Friday, August 04, 2006

Sciuird Archaeological tour

This morning dawned fine and sunny again and I headed out along the coastal walk. I was very glad to discover this walk yesterday evening as you can wend your way along the harbour for ages without any cars nearby. Yeah!!!!! I ate my breakfast as I watched boats out on the harbour with the glorious backdrop of green hills and blue water.
Then mid-morning I embarked on an excellent tour. It was in a minibus on parts of Slea Head, with Michael, who has studied archaeology in Galway. His tour was one of the most informative I have ever been on, plus he was nice with it and readily answered questions that people had.
Our first stop was to see some Ogham standing stones and he explained in some detail the significance of the marks on the stones. We passed the ruins of a tower and heard what it was there for and how it would not have made for pleasant living. We next went to the ruins of a monastery where there was a picture giving an artist's impression of the layout, showing how several buildings were circular. Michael explained that the monasteries were independent of each other and that this one only had a small number of monks in it. It was also probably on a pilgrimage trail to a nearby mountain. The view was superb: it is hard to imagine that people were living an ascetic life in hard conditions when you see it glorious sunshine like we had today.

There were many Celtic swirls on a stone in the ruins and Michael talked to us about how archaeologists have doubted for some time that there was ever a Celtic invasion into Ireland. Instead, it appears that aspects of Celtic civilisation were adopted by the Irish already here. Recent DNA studies into the Irish are backing this idea up, and the Irish share genes with people from the coast bordering the Atlantic eg the Welsh, but there is no evidence of much Celtic genetic input. This could be something interesting to keep watching for information about.

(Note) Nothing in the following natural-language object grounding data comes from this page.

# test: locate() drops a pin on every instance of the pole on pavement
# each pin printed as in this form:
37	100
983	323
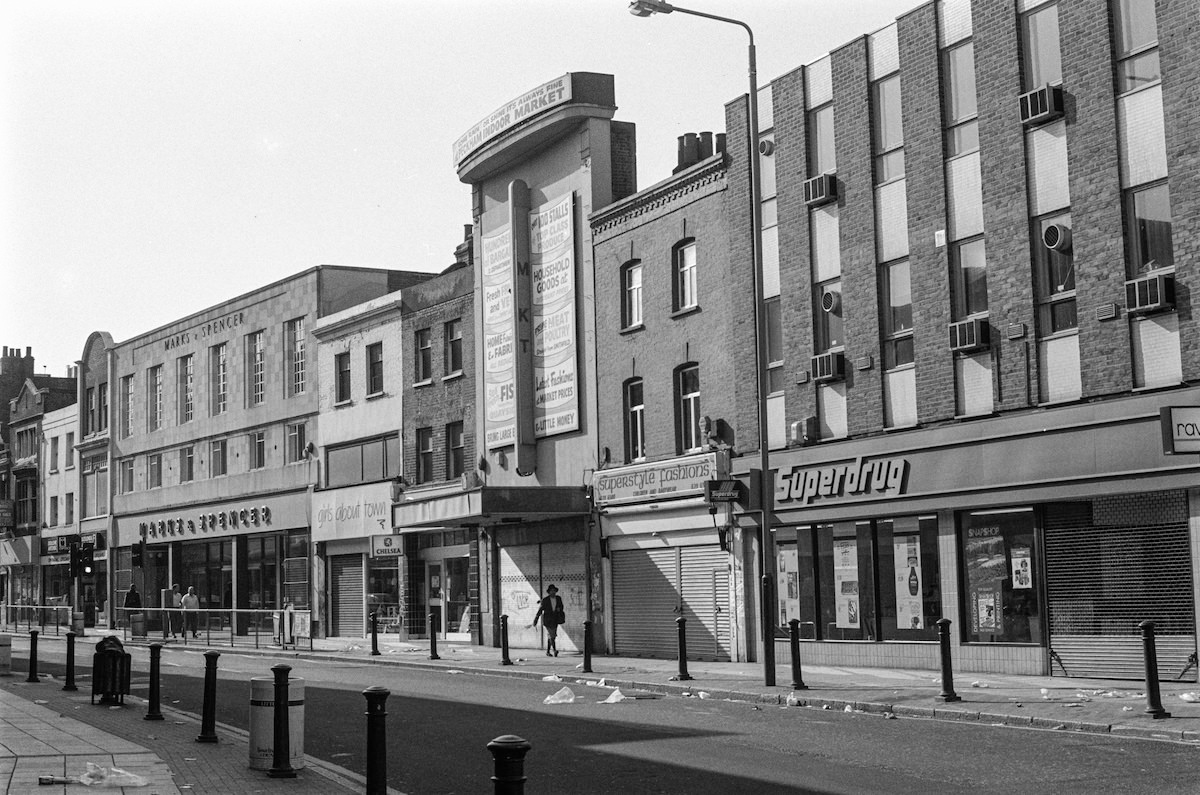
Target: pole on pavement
154	712
209	715
1153	700
377	740
70	683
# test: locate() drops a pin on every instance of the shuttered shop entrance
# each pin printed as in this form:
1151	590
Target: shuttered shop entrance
1111	565
346	595
652	587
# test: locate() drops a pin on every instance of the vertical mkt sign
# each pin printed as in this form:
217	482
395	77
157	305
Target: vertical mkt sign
556	362
499	374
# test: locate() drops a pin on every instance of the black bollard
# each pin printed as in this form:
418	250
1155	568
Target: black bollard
70	682
682	623
1153	700
587	646
795	638
377	740
33	656
943	635
504	641
281	766
433	637
508	754
154	712
209	716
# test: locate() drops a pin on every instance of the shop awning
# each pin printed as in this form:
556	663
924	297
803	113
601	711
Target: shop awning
490	506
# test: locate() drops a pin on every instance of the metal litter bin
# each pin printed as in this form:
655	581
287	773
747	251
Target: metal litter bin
262	722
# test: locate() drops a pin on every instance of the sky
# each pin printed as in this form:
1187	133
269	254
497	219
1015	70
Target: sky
157	159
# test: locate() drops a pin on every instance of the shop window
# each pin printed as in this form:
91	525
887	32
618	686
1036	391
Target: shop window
999	555
869	580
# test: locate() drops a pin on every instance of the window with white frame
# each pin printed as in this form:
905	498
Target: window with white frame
297	442
256	366
635	420
423	358
342	377
294	334
424	454
375	369
186	388
154	398
451	357
688	408
219	461
219	378
631	296
685	296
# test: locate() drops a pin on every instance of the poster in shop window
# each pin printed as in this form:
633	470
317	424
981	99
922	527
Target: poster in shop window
845	577
1023	568
906	556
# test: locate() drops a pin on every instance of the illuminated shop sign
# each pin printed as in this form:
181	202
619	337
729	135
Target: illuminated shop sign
209	522
859	477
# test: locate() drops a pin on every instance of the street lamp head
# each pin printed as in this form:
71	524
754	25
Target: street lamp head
649	7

We went to the Gallarus oratory which is still in its original state, with no mortar, and built of dry stone. It has held together as built. The door is apparently like those of 8th century origin, but the window shows a more Romanesque 12 century influence. Michael suggests that the building has continued in use by farmers etc to shelter animals over the years and this is one reason why it has remained preserved.

I was intrigued by the pattern of paddocks on nearby hills and asked about it. Michael told us that there used to be many crops grown in this area, which was largely self-sufficient in agriculture. But since joining the EU, small farmers cannot compete so there are very few crops grown here now. A farmer can earn far more from the land, if it has a good harbour view, by getting planning permission for a dwelling and selling the land.

This afternoon I have been to see the Harry Clarke (Dublin) windows in the old convent here in Dingle. The 12 windows were a commission and are exquisite in their colours and details. Harry Clarke died quite young (and my guide suggested that the acid he used on the windows is now thought to have contributed to his illness), but he has certainly left some beautiful windows behind.

Glorious weather here so I am off out to enjoy more of the harbourside walk where I can forget all about the traffic and the hordes of people in Dingle!